Hmm, does anyone know why my pot seems to dim backwards? (Clockwise decreases; counter increases)
I’ve tried switching the wires but it doesn’t change it.
Just to check you have it hooked up right.
IME it’s 90% operator/installer error. Just have to go over everything ad-nauseam. Or that’s how my electronics projects go anyways.
Hah, that’s it, I chose the wrong terminals, thanks.
That was my guess, but a picture is worth a thousand words, a video is worth a billion.
For any of you guys that connect a ground wire to your frame, where do you connect it on the other end?

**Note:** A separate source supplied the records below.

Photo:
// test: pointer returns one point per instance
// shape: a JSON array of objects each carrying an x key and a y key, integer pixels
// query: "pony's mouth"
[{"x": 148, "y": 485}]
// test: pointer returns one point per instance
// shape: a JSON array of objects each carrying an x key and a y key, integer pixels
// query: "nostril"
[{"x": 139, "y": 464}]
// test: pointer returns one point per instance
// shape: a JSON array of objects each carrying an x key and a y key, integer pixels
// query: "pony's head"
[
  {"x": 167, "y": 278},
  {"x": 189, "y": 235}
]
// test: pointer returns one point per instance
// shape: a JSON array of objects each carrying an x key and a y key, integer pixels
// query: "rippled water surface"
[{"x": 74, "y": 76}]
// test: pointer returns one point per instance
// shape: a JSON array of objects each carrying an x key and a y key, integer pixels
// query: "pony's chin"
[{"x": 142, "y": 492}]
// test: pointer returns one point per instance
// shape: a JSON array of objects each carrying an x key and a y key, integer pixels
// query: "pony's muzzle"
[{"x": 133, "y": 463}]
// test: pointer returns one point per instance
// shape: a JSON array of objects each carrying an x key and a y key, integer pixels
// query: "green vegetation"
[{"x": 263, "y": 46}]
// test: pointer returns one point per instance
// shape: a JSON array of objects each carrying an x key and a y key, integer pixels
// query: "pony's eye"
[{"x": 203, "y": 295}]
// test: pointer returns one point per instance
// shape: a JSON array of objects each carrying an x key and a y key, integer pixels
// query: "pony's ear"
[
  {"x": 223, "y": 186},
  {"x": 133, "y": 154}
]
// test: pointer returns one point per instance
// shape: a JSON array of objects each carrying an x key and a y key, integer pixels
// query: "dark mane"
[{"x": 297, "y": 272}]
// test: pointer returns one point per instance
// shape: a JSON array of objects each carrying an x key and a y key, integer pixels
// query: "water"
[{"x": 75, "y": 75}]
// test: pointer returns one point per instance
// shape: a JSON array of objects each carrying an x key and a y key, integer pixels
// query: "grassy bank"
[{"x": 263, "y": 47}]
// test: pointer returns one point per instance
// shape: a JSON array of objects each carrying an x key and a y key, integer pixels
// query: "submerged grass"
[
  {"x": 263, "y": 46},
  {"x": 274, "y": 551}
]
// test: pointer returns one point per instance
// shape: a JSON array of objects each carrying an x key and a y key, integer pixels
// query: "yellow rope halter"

Bolt it to the driver, terminal where driver ground meets AC ground, other?
Correct.
Ring or spade terminal to driver’s mounting screw. So the terminal is clamped to the chassis.
Cheers
G
Just ordered my strips n driver yesterday! XLG-240-L-AB and 17 strips for a 40"x 24" space. As I start getting everything in and going I’ll be starting up a build thread.
An oil cooler or and intercooler
I second, maybe a heat pipe?
At first inspection I thought you were just trying to drill through all your parts at once. But that looks like extrusion isn’t it?
An additional heat sink with dissipation fins.
Not that cool lol
The heat sinks haven’t gotten that hot from my short experience with them running near nominal, more just warm than anything (altho I will admit I haven’t run them long at all {1hr?})…
Hint, it’s more about aesthetics…
Will show soon
cable routing, just be deburr them as can cut the wire slightly over time through vibration.
also why alot dont run heatsinks as they just dont have the heat in them at nominal
You got it… yeah I have debuted as much as I can, not perfect thug I think it will be ok, I may add some heat shrink wrap to those areas…
I agree about the heatsinks not being necessary and I would prob would just get some more cheaper aluminum angle next time. If I ever decide to use these in another setup tho it might be nice to have in case I want to turn them up, at which point I would have to monitor those temps around the cabling…
Kind of nice to have and not need then to need and not have if trying to reuse I guess.
You could also take a bit of JB weld and tack the wires down to the extrusion. That will help vibration but not eliminate it.
Copper work hardens, so vibrations in wires is just… ugh. Especially the little solid cores. One reason I hate working on automotive electrical.
Hmm, I’m just not sure exactly where these vibrations are going to be coming from anyway?
A fan blowing air whether circulation or exhaust can cause movement and or vibrations if you want to get specific …
You have yours mounted at the top or is it still hanging a tiny bit? If mounted do you think that is still a concern?
I’m looking to build a cheap set up for all my vegetable starts this year as my tents are gonna be full, would anyone happen to have a suggestion as too how many watts per square foot of the bridgelux gen 2 strips and the best kalvin for veggie starts thanks in advance you all have been a wealth of information to me every time I’ve asked and that is greatly appreciated.
10w/sqft of Bridgelux Gen 2 3500k strips for seedlings and young plants. Overbuild it to 15w/sqft but dim down at first. You don’t need much, tho. And the plants can literally get right up to the diodes, but don’t quite let them touch. They’ll leave little white burn spots if they touch leaves.
I mounted my drivers before starting this most recent preservation F2 run. Turned out OK:
Shouldn’t need a ground wire doing it that way.